ORTHODOX RECTOR REBUKES COLORADO BISHOP
- Feb 11
- 3 min read
By David W. Virtue
COLORADO SPRINGS—An orthodox rector in the Diocese of Colorado challenged Bishop Robert O’Neill this week over a wrist slap he gave to a lesbian priest after she participated in an illicit “blessing” of her relationship with another woman.
The Rev. Don Armstrong of Grace Church and St. Stephen’s in Colorado Springs took issue with the bishop following what he described as an “unsatisfactory meeting” with some 20 other conservative diocesan clergy over the matter.
In a letter to Bishop O’Neill, Armstrong said the blessing of same-sex relationships had no basis in the Prayer Book formularies and defies canonical prohibitions against sex outside of marriage. He went on to say that this “new thing” will never be accepted because it is an aberration, diminishes the church’s witness, and makes it look profoundly sick and silly.
Armstrong also criticized the bishop over the diocesan Task Force set up to examine current divisions in the Diocese, concluding it was on the wrong track by trying to find common ground for continued diocesan life.
Armstrong told the Rev. James Harlan, rector of the Church of the Ascension in Denver and head of the Task Force, that the situation was hopeless given Bishop O’Neill’s commitment to same-gender relationships. “What we need is direction on how to divide the assets, how to give everyone title to their property, because we are certainly not going to live together if these fundamental disagreements are left in place,” he wrote.
“There is no common ground that transcends the kind of thinking process that arrives at same-sex blessings. We are truly divided between those operating from a concern for rights and choices and those holding the faith of the prophets and apostles,” Armstrong wrote.
He then sharply rebuked the revisionist bishop: “I would certainly consider joining with others in a pastoral/spiritual relationship stoppage until such time as we have a commitment from you to uphold Communion teaching in all things, and to maintain Communion membership without equivocation. Your fine-tuning of how Communion authority might be understood is nothing more than a dodge—being too smart by half, putting your personal discernment above subjection to the body.”
“Rob, as I have said many times, we don’t care what you think—we care what the church (defined as the larger Body of Christ—certainly greater than merely ECUSA but no less than the Communion) teaches. You weren’t elected to make personal decisions about either teaching or Communion membership for us, but to uphold and protect both the teaching and membership already given.”
“To even have the reservations you seem to hold—to have such ambiguous answers to some of the questions we asked you yesterday—was in itself distressing. Do you know that the only position you took with any energy was that you would not further discipline Bonnie Spencer (who continues to live in a sexually intimate relationship outside of marriage)?”
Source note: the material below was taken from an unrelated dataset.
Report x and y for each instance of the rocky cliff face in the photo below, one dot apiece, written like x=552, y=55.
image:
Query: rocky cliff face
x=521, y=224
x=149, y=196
“I am discouraged and exhausted after such a dismal meeting with the 20 orthodox rectors. That we now have established—as seemingly irrevocable—a large group of practicing homosexual clergy; that same-sex blessings are occurring with impunity in our diocese; that you merely shrug in a false display of powerlessness at the liberal disobedience is a real sign of spiritual and communal decay.”
“Of course I am not persuaded that what is happening here is anything less than what you want. It is clear to me that your overt ambiguity is merely designed to placate the conservatives while the revisionist agenda moves ahead and becomes firmly entrenched—completing the shift from orthodox to secularist begun by the failed and faithless Winterrowd.”
“Nothing less than repentance will bring healing to the Diocese of Colorado,” said Armstrong. “We will not bargain with ‘the pressures of well-meaning people from the other side.’ There is truth and there is error—and one must simply choose.”
Which will you choose, Rob?
Armstrong said the Diocese of Colorado was in free fall—into a new religion of rights and choices—now rejecting the faith of the prophets and apostles. “Lord Carey was right—we are becoming an American Sect—a religion in which it is no longer Christ who lives, but me, my partner, and whoever will bless us.”